Résumé de la décision
Le tribunal administratif de Grenoble a statué sur la demande de liquidation d'une astreinte prononcée par un jugement antérieur (n° 2004167 du 23 septembre 2020) qui enjoignait au préfet de la Haute-Savoie de reloger M. B A avant le 1er novembre 2020, sous une astreinte de 600 euros par mois de retard. Le préfet a demandé la liquidation de cette astreinte, arguant que M. A avait été radié de son statut prioritaire et urgent le 1er février 2024 en raison de deux refus de propositions de logement. Le tribunal a décidé de condamner l'État à verser 18 600 euros au fonds national d'accompagnement vers et dans le logement, sous réserve des paiements déjà effectués.
Arguments pertinents
1. Injonction et astreinte : Le tribunal rappelle que, selon l'article L. 441-2-3-1 du Code de la construction et de l'habitation, un demandeur reconnu comme prioritaire peut introduire un recours pour obtenir un relogement. L'astreinte peut être prononcée pour garantir l'exécution de cette injonction. Le tribunal a donc le pouvoir de liquider cette astreinte lorsque l'injonction n'a pas été exécutée.
2. Radiation du statut prioritaire : Le tribunal constate que M. A a été radié de son statut prioritaire en raison de deux refus de propositions de logement. Cela soulève la question de la responsabilité de l'administration dans l'exécution de l'injonction.
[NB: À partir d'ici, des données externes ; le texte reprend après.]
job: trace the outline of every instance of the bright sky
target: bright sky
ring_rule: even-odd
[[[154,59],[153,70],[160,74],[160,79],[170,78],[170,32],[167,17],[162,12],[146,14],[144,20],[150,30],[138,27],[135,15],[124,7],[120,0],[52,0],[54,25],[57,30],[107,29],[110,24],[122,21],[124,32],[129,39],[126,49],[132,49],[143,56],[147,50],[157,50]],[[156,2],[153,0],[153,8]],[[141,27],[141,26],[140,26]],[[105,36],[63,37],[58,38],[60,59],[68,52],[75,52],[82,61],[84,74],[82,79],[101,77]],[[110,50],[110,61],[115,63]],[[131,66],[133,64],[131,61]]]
Le tribunal a pris en compte cette radiation pour déterminer le montant de l'astreinte due.
3. Montant de l'astreinte : En tenant compte des circonstances de l'espèce, le tribunal a fixé le montant de l'astreinte à 18 600 euros, ce qui correspond à la période durant laquelle l'injonction est restée inexécutée.
Interprétations et citations légales
1. Article L. 441-2-3-1 du Code de la construction et de l'habitation : Cet article stipule que "un demandeur qui a été reconnu par une commission de médiation comme prioritaire et comme devant être hébergé en urgence [...] peut introduire un recours devant la juridiction administrative tendant à ce que soit ordonné son logement ou son relogement." Cela établit le cadre juridique permettant à M. A de demander un relogement.
2. Article R. 778-8 du Code de justice administrative : Cet article précise que "lorsque le président du tribunal administratif [...] constate que l'injonction prononcée n'a pas été exécutée, il procède à la liquidation de l'astreinte." Cela confère au tribunal le pouvoir d'évaluer l'exécution de l'injonction et de liquider l'astreinte en conséquence.
3. Circonstances de l'espèce : Le tribunal a noté que la radiation de M. A de son statut prioritaire était due à ses propres refus de propositions de logement, ce qui a influencé la décision de liquider l'astreinte. Cela soulève des questions sur la responsabilité partagée entre l'administration et le demandeur dans le processus de relogement.
En conclusion, la décision du tribunal met en lumière les obligations de l'administration en matière de relogement des personnes prioritaires, tout en tenant compte des actions du demandeur qui peuvent influencer l'exécution de l'injonction.